Qualification ratios
Requirements stipulated by the lender that the ratio of housing expense to borrower income, and housing expense plus other debt service to borrower income, cannot exceed specified maximums, e.g., 28% and 35%. These may reflect the maximums specified by Fannie Mae and Freddie Mac; they may also vary with the loan-value ratio and other factors.

Refinance
Paying off an old loan while simultaneously taking a new one. This may be done to reduce borrowing costs under conditions where the borrower can obtain a new loan at an interest rate below the rate on the existing loan. It may be done to raise cash, as an alternative to a home equity loan. Or it may be done to reduce the monthly payment.

Reverse mortgage
A loan to an elderly home owner on which the balance rises over time, and which is not repaid until the owner dies, sells the house, or moves out permanently.

Right of rescission
The right of refinancing borrowers, under the Truth in Lending Act, to cancel the deal at no cost to themselves within 3 days of closing.

Second mortgage
A loan with a second-priority claim against a property in the event that the borrower defaults.
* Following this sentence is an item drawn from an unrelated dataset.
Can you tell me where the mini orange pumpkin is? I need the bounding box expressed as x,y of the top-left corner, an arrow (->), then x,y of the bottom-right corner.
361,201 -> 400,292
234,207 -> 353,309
The lender who holds the second mortgage gets paid only after the lender holding the first mortgage is paid.

Seller contribution
A contribution to a borrower's down payment or settlement costs made by a home seller, as an alternative to a price reduction.

Servicing
Administering loans between the time of disbursement and the time the loan is fully paid off. This includes collecting monthly payments from the borrower, maintaining records of loan progress, assuring payments of taxes and insurance, and pursuing delinquent accounts. Settlement costs
Costs that the borrower must pay at the time of closing, in addition to the down payment.

Subordinate financing
A second mortgage on the property which is not paid off when a new loan is taken out. The second mortgage lender must allow subordination of the second to the new first mortgage.

Temporary buydown
A reduction in the mortgage payment in the early years of the loan in exchange for an upfront cash payment provided by the home buyer, the seller, or both.

Term
The period used to calculate the monthly mortgage payment. The term is usually but not always the same as the maturity. On a 7-year balloon loan, for example, the maturity is 7 years but the term in most cases is 30 years.

Title insurance
Insurance against loss arising from problems connected to the title to property.

Underwriting
The process of examining all the data about a borrower's property and transaction to determine whether the mortgage applied for by the borrower should be issued. The person who does this is called an underwriter.

Waive escrows
Authorization by the lender for the borrower to pay taxes and insurance directly. This is in contrast to the standard procedure where the lender adds a charge to the monthly mortgage payment that is deposited in an escrow account, from which the lender pays the borrower’s taxes and insurance when they are due. On some loans lenders will not waive escrows, and on loans where waiver is permitted lenders are likely either to charge for it in the form of a small increase in points, or restrict it to borrowers making a large down payment.